Als erstes setzte ich Suse in Verbindung mit Plesk für meine Server ein.
Jedoch gabs da von anfang an Schwierigkeiten, immer wieder HDD crash oder Apache überlastet. Hauptverantwortlich für meine Probleme war Plesk.

Mittlerweile bin ich dank Howtoforge bei Debian Etch in Verbindung mit Webmin Usermin und Virtualmin angelangt und bin soweit auch recht zu frieden.

*Da ich aber nicht der Linux kenner bin wollte ich mal hier nachfragen welches Linux Distribution in euren Augen am besten für Server ist.*

Oberste Priorität haben für mich die Stabilität und Performance.
An zweiter stelle erst die Benutzerfreundlichkeit, mann kann ja nicht alles haben.

Zu den Anforderungen:
Webseite php5/mysql mit mehr als 70.000 Visits am Tag, von ca 12.000 usern und einigen gesten , anzahl kontinuierlich steigend.
Zu dem kommen noch weitere 5 kleinere Websites


----------



## Till (15. März 2008)

Mit Debian hast Du bereits die richtige Wahl getroffen.

- Stabil
- Performant
- Gutes Paket Management und einfach Updates


----------



## benjaminbih (19. März 2008)

und wie sieht´s denn aus mit kommerziellen Distributionen wie R.dH..t und was es da noch so gibt.
Hätte nähmlich auch kein Problem mit Zahlungspflichtigen OS.


----------



## hahni (19. März 2008)

Die Ubuntu-Versionen mit Long-Term-Support sind aus meiner Sicht mindestens genauso gut geeignet wie Debian selbst!


----------



## benjaminbih (19. März 2008)

Zitat von hahni:


> Die Ubuntu-Versionen mit Long-Term-Support sind aus meiner Sicht mindestens genauso gut geeignet wie Debian selbst!


 
Aber Ubuntu und Kubuntu sind doch basierend auf Debian oder habe ich da was falsch verstanden?


----------



## hahni (19. März 2008)

Genau so ist es!

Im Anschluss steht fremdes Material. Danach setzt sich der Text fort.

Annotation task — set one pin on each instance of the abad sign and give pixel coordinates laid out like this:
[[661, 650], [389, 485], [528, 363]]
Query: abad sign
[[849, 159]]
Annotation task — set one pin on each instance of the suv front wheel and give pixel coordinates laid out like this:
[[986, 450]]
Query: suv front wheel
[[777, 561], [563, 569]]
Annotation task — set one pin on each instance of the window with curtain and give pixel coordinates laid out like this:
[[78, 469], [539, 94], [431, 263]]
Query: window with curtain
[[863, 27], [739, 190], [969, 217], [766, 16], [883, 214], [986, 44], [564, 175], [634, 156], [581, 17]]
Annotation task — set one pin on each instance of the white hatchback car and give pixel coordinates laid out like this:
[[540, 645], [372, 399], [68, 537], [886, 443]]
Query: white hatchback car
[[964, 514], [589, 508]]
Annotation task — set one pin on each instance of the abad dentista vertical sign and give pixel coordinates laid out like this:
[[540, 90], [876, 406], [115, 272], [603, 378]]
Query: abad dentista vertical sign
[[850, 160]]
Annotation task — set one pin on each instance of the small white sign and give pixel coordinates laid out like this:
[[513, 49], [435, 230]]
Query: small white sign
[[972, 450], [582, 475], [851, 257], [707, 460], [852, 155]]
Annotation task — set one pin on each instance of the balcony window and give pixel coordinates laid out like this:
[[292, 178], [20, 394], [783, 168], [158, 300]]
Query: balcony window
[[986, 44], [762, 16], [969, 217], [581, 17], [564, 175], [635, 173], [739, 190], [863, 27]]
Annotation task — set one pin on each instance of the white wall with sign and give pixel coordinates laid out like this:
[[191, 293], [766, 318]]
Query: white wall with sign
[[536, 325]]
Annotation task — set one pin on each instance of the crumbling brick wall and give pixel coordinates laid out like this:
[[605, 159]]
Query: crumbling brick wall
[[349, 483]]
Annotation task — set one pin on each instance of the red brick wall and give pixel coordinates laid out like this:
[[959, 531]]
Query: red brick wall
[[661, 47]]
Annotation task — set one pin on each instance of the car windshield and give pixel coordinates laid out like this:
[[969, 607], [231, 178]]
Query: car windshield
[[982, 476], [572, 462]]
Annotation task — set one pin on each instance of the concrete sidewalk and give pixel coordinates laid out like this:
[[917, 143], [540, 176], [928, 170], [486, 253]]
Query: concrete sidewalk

Aber ich finde, dass dort die Aktualisierungen schneller erfolgen und die Pakete aktueller sind!


----------



## benjaminbih (19. März 2008)

Zitat von hahni:


> Genau so ist es! Aber ich finde, dass dort die Aktualisierungen schneller erfolgen und die Pakete aktueller sind!


Werde evtl. Ubuntu mal als Desk-PC OS nutzen, auf dem Server bleibt aber vorerst Debian da es stabil und durchhaltend rennt.


----------



## Till (20. März 2008)

Zitat von benjaminbih:


> und wie sieht´s denn aus mit kommerziellen Distributionen wie R.dH..t und was es da noch so gibt.
> Hätte nähmlich auch kein Problem mit Zahlungspflichtigen OS.


Die Kommerziellen Distributionen bieten im Bereich Web / Mailserver keinerlei Vorteile außer Telefon-Support durch den Hersteller. Dafür fehlen für die Kommerziellen Distributionen poft Pakete die Du dann von Hand kompilieren musst oder von Dritt-Repositories beziehen.


----------